The women are the last known survivors from their floor of the apartment complex. Fourteen other residents – including five children – who lived on the same floor are believed to have died in the blaze.
At least 12 residents who lived on the highest floor of the block are dead or missing.
The blaze has so far claimed 80 lives, but only 18 victims have been formally identified. The Metropolitan Police Service fear an exact death toll will not be known until 2018.
Speaking to The Sunday Times, Naomi told of the moment she phoned her husband, Lee Li-Chapman – away on business at the time of the fire – to say her final goodbyes, fearing she wouldn’t be able to escape the inferno.
Naomi, from Taiwan, said she smelt smoke around 1am as she was preparing to go to bed. When she dialled emergency services, she was told there was a fire in her building and to stay inside her apartment.
After 20 minutes, neighbours on her floor began coming out of their flats.
"One, who lived next to me, said the fire had spread to their kitchen," she said.
"We were just in our pyjamas. We were invited into a family's flat on the other side of the building as they had clean air."
At 2:30am, Naomi said there was still no sign of firefighters on her floor.
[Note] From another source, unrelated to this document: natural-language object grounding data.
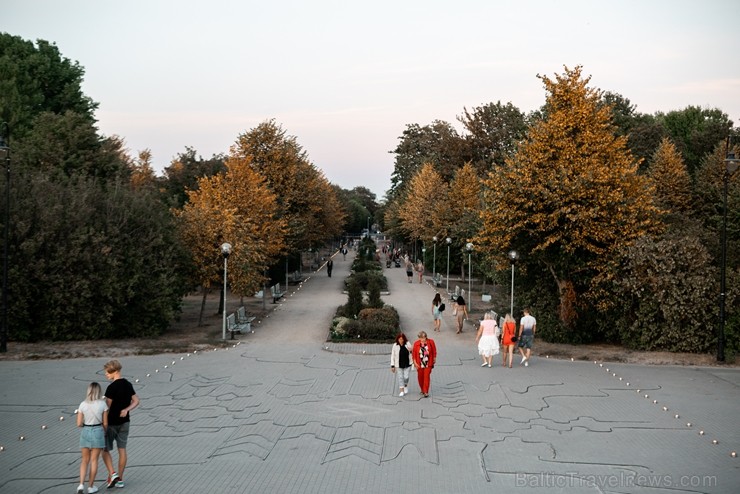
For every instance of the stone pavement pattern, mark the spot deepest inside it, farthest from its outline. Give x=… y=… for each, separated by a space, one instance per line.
x=281 y=410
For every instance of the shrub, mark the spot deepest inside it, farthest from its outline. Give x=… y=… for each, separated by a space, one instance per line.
x=379 y=325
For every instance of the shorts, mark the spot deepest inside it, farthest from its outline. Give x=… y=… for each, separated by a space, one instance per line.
x=525 y=341
x=92 y=437
x=117 y=433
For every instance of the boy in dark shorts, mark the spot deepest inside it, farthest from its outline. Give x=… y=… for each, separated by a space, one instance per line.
x=121 y=399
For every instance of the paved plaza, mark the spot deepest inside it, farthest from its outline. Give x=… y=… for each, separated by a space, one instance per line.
x=283 y=411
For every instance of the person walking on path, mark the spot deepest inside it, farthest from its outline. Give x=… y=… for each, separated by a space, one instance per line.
x=121 y=399
x=461 y=313
x=437 y=308
x=487 y=339
x=424 y=355
x=527 y=329
x=401 y=362
x=508 y=339
x=92 y=417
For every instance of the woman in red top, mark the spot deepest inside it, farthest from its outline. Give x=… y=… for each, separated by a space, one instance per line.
x=424 y=355
x=508 y=332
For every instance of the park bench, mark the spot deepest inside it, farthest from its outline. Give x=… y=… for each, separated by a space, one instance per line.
x=453 y=295
x=244 y=320
x=437 y=279
x=231 y=325
x=276 y=293
x=295 y=278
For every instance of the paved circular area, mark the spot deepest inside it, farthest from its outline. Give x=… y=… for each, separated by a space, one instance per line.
x=281 y=410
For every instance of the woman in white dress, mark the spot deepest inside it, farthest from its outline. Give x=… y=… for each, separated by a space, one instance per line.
x=487 y=339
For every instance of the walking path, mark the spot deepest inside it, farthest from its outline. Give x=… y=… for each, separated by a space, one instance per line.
x=281 y=410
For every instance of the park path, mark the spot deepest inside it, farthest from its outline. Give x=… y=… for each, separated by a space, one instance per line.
x=280 y=410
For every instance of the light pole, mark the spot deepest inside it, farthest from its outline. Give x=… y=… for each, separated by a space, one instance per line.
x=731 y=164
x=5 y=150
x=225 y=250
x=469 y=248
x=434 y=262
x=513 y=256
x=449 y=241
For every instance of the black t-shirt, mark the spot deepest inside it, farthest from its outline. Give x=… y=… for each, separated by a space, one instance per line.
x=119 y=392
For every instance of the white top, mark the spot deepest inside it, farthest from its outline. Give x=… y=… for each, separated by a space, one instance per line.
x=92 y=411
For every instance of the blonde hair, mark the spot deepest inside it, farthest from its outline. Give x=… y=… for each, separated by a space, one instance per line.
x=93 y=392
x=112 y=366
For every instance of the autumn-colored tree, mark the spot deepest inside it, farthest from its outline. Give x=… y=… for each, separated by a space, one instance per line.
x=306 y=203
x=571 y=195
x=673 y=191
x=426 y=194
x=459 y=215
x=235 y=207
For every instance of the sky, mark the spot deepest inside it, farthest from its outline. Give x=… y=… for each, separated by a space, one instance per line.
x=346 y=77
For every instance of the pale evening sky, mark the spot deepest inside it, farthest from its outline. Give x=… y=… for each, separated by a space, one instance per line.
x=345 y=77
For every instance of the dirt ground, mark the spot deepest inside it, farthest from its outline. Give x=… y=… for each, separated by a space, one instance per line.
x=186 y=335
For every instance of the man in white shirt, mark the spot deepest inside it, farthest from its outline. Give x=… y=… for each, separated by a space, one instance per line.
x=527 y=329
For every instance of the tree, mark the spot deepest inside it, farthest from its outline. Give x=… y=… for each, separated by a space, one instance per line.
x=35 y=79
x=184 y=172
x=570 y=196
x=696 y=131
x=494 y=130
x=235 y=207
x=462 y=209
x=306 y=203
x=423 y=199
x=438 y=144
x=673 y=191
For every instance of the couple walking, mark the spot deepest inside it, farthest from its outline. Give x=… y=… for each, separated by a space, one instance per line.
x=422 y=355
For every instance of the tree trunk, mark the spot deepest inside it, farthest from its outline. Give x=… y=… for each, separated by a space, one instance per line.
x=202 y=306
x=567 y=296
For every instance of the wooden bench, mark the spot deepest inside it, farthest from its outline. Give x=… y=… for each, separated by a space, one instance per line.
x=276 y=293
x=244 y=320
x=453 y=295
x=437 y=279
x=295 y=278
x=231 y=325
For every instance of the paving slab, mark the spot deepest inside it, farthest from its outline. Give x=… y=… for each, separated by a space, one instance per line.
x=282 y=410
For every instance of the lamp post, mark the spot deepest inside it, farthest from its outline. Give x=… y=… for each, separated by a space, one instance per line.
x=731 y=164
x=5 y=150
x=469 y=248
x=225 y=250
x=434 y=261
x=513 y=256
x=449 y=241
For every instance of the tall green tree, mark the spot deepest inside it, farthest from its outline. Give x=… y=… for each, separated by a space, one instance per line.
x=184 y=172
x=570 y=196
x=696 y=131
x=493 y=132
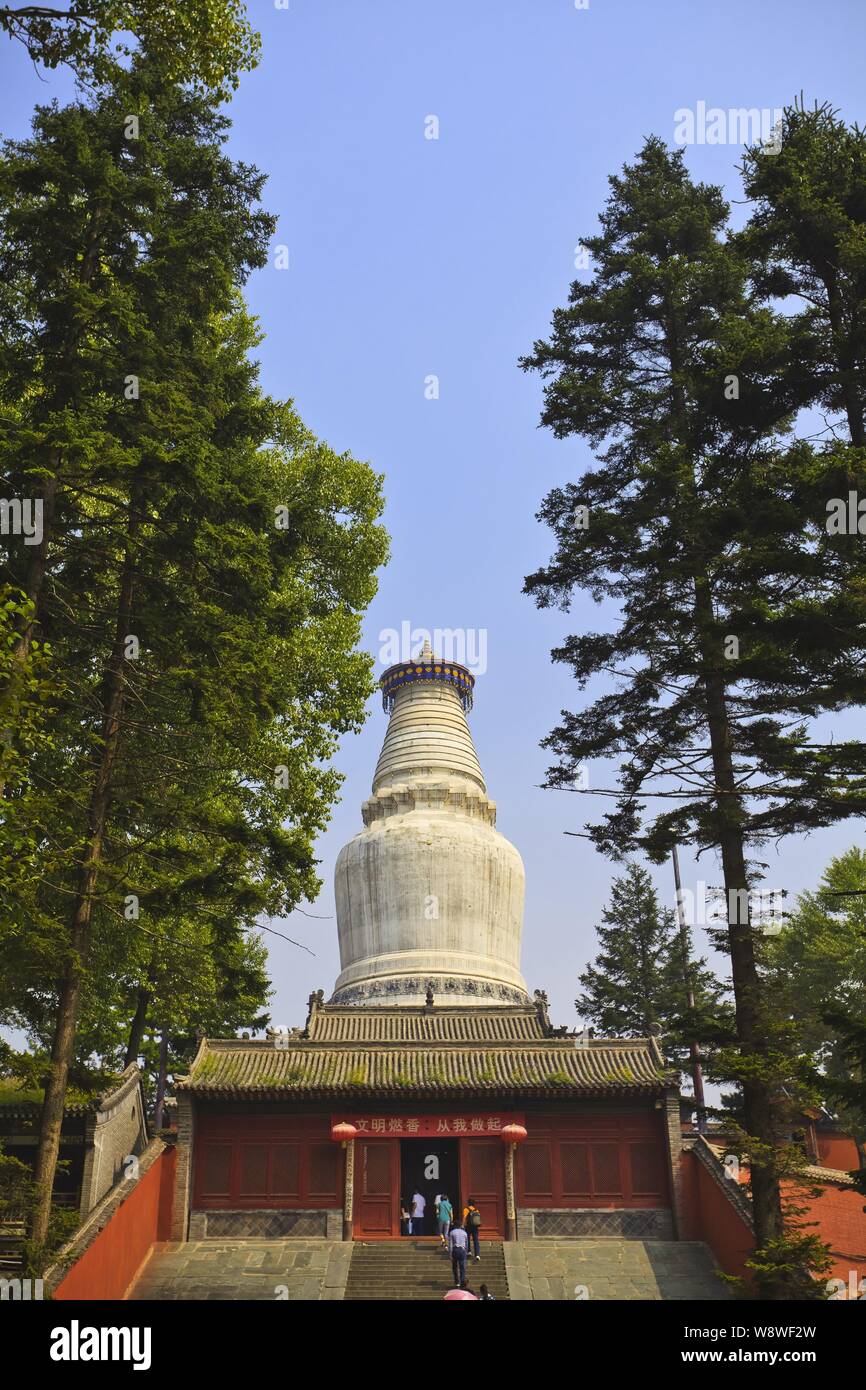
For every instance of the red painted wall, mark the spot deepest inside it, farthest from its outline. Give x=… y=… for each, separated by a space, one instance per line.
x=581 y=1158
x=838 y=1151
x=712 y=1218
x=110 y=1264
x=841 y=1223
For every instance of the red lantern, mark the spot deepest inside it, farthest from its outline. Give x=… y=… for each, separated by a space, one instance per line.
x=513 y=1134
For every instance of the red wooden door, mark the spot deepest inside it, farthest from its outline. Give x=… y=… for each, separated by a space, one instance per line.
x=377 y=1166
x=483 y=1178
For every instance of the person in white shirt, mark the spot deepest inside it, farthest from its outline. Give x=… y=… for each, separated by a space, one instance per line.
x=419 y=1204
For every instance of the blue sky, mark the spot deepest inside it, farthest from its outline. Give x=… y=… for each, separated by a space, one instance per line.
x=410 y=257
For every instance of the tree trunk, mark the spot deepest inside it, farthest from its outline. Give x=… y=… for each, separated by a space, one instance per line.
x=756 y=1096
x=82 y=912
x=10 y=701
x=160 y=1084
x=136 y=1027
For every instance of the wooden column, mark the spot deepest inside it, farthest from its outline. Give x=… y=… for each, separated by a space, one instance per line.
x=349 y=1190
x=510 y=1212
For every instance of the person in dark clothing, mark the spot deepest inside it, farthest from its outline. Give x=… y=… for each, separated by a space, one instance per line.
x=458 y=1244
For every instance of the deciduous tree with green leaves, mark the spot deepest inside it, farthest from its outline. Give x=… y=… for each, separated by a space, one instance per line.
x=205 y=560
x=200 y=41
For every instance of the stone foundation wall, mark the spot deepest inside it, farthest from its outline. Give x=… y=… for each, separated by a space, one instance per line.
x=595 y=1223
x=266 y=1225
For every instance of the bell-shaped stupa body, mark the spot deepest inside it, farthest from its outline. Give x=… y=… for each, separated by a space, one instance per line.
x=430 y=894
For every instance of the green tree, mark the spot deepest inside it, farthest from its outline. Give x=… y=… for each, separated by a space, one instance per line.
x=638 y=979
x=694 y=526
x=818 y=966
x=205 y=559
x=205 y=41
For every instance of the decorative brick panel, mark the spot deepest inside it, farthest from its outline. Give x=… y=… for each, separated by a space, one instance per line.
x=260 y=1225
x=597 y=1223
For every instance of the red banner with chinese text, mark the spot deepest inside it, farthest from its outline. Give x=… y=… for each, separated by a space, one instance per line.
x=458 y=1125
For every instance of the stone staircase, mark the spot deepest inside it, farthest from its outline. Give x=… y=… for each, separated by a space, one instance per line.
x=419 y=1269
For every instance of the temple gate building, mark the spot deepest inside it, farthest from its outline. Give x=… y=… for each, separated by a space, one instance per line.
x=430 y=1066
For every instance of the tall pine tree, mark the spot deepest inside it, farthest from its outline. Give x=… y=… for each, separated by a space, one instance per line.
x=694 y=526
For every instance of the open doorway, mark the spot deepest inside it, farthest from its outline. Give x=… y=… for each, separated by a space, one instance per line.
x=430 y=1166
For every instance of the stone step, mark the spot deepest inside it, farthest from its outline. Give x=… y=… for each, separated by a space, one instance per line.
x=388 y=1271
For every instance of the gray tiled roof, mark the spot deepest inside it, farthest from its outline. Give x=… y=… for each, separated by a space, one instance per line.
x=444 y=1052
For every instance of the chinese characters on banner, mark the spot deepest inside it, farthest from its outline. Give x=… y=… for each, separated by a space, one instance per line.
x=424 y=1126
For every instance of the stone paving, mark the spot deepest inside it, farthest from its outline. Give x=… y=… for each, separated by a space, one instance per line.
x=612 y=1269
x=245 y=1269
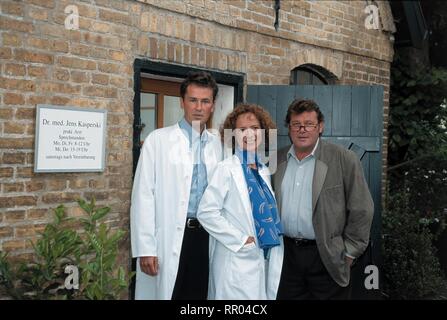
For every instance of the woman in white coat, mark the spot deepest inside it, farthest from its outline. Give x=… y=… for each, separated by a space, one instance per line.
x=238 y=209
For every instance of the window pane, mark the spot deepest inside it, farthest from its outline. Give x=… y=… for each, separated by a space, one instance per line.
x=172 y=112
x=147 y=114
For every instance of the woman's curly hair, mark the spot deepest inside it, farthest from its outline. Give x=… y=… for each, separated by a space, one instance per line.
x=261 y=114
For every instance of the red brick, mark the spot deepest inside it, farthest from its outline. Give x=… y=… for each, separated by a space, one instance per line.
x=60 y=197
x=6 y=172
x=35 y=214
x=9 y=202
x=14 y=158
x=13 y=187
x=13 y=98
x=25 y=114
x=31 y=186
x=14 y=216
x=14 y=128
x=5 y=53
x=11 y=24
x=12 y=39
x=32 y=56
x=5 y=232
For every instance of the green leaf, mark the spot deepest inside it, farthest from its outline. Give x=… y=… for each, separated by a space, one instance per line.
x=100 y=213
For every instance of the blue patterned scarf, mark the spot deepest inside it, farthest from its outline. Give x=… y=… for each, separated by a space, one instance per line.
x=263 y=204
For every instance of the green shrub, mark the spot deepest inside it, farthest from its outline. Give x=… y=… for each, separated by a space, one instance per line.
x=93 y=250
x=411 y=269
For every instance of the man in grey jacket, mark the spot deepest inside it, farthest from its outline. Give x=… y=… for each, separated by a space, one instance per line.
x=325 y=206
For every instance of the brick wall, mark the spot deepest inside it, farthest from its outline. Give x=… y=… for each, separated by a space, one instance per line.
x=42 y=62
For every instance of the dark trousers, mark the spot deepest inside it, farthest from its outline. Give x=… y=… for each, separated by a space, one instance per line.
x=304 y=276
x=192 y=275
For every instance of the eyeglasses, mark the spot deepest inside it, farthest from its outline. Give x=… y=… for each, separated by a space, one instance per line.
x=306 y=127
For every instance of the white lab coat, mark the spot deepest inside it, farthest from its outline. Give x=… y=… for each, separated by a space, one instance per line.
x=236 y=271
x=159 y=204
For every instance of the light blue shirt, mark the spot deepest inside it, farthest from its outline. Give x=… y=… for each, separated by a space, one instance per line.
x=199 y=180
x=296 y=195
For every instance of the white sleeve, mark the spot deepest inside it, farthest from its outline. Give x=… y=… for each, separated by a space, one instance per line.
x=210 y=208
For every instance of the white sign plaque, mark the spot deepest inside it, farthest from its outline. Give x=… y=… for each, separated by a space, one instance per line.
x=69 y=139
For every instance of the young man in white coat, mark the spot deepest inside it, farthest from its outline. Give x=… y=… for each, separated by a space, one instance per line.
x=172 y=173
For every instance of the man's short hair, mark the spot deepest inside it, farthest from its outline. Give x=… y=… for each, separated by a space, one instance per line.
x=299 y=106
x=201 y=79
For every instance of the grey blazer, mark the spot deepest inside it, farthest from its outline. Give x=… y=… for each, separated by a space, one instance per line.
x=342 y=206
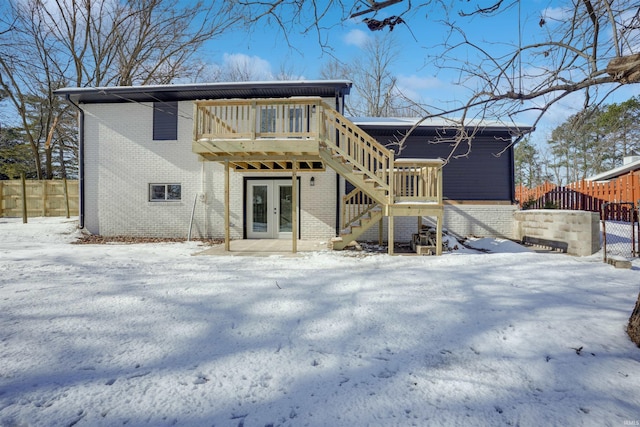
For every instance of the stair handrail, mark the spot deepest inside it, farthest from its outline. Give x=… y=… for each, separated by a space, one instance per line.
x=360 y=149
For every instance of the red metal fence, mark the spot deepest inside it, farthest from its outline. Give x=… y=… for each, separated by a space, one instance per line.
x=582 y=195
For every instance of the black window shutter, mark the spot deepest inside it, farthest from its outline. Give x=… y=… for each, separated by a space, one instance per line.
x=165 y=121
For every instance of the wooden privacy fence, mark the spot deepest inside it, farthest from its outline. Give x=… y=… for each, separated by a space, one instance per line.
x=581 y=195
x=42 y=198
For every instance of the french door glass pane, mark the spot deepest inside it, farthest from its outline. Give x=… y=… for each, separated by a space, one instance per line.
x=285 y=208
x=260 y=208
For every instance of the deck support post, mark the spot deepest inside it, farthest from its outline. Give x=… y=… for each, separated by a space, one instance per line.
x=390 y=231
x=294 y=207
x=227 y=240
x=439 y=235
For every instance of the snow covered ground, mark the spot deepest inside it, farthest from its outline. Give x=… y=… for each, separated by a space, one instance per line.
x=147 y=334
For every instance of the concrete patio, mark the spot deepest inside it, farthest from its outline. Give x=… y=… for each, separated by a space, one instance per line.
x=266 y=247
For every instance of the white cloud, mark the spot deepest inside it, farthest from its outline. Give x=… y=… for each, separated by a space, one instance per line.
x=356 y=38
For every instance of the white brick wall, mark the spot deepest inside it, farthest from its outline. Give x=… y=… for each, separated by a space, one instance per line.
x=461 y=220
x=121 y=160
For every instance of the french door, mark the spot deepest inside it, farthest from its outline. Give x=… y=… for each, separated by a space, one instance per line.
x=269 y=203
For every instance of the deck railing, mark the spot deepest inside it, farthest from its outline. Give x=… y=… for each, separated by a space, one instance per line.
x=417 y=180
x=361 y=150
x=254 y=119
x=355 y=205
x=403 y=180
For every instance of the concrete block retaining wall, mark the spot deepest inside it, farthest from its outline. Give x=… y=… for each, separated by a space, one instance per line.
x=578 y=230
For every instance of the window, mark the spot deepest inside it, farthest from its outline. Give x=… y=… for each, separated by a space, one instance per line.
x=267 y=119
x=165 y=121
x=165 y=192
x=295 y=120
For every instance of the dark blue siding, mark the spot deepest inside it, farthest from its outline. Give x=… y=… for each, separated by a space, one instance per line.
x=486 y=173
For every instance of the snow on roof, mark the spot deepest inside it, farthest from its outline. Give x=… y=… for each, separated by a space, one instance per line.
x=437 y=122
x=615 y=172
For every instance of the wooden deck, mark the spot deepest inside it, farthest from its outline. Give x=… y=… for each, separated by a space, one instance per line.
x=305 y=134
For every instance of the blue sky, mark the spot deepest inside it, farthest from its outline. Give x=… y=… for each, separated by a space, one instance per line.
x=265 y=49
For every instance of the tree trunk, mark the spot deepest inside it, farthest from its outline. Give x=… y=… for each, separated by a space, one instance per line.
x=633 y=329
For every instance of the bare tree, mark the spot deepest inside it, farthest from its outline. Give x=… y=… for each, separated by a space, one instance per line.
x=592 y=48
x=45 y=45
x=376 y=93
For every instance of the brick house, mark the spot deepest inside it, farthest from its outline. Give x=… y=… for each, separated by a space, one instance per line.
x=272 y=160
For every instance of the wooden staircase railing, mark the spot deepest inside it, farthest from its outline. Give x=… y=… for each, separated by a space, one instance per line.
x=360 y=150
x=355 y=206
x=263 y=129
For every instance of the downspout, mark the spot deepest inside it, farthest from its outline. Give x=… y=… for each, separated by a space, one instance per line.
x=513 y=169
x=80 y=161
x=338 y=195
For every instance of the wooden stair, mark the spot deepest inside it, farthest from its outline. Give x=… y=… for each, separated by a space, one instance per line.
x=306 y=134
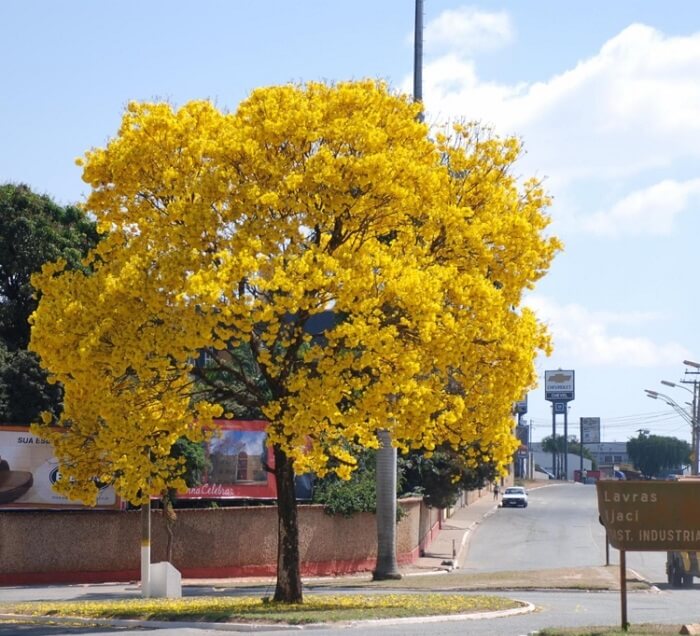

The smoke was so thick that fire crews were continually forced to turn back on their way to the upper floors of the Tower.
At 3:06am, Naomi called emergency services again, and was told she needed to leave the building.
The family whose apartment she and her cousin were seeking refuge in decided to wait for rescue.
She called her husband - who was watching the terror unfold on live television from the other side of the world in Kuala Lumpur - to say goodbye.
"We are going down, but I don't know if we will make it or not," she told him. "I love you."
The two women took "one last breath of the air from the window " before stepping out of the apartment.
"We couldn't see anything through the dense smoke, just very blurred lights. I tried to call Lydia on every floor to make sure she was behind me," Naomi said.
"Lydia fell over a body and screamed. I told her to get up and that we needed to focus on getting down.
"I kept telling her and myself that they weren't bodies and were someone's clothes. That was probably the saddest experience in our lives. I was just determined we would get out."
On the fifth or sixth floor, Naomi and Lydia, almost on the point of collapse, were met by firefighters and were escorted out of the building.
"We sat by a tree and were given oxygen by paramedics. It was the first time we saw the outside of the building and the extent of the fire.
"We saw where we would have been on the 22nd floor and it was engulfed in flames.
"I think we were some of the last people to come out by foot that night. Most people after us were being taken out on stretchers. Thirty seconds or a minute later and I don't think we would have made it."
She finally called her husband to let him know she had, somehow, made it out alive.
Friends of the couple have set up a crowdfunding page to raise money for the pair to replace their possessions, almost all of which were lost in the fire.
Naomi and Lee's neighbours, including young children and families, are still missing.
"I count myself lucky every day," Naomi said of her survival.
"I will always be haunted by the images I saw that night."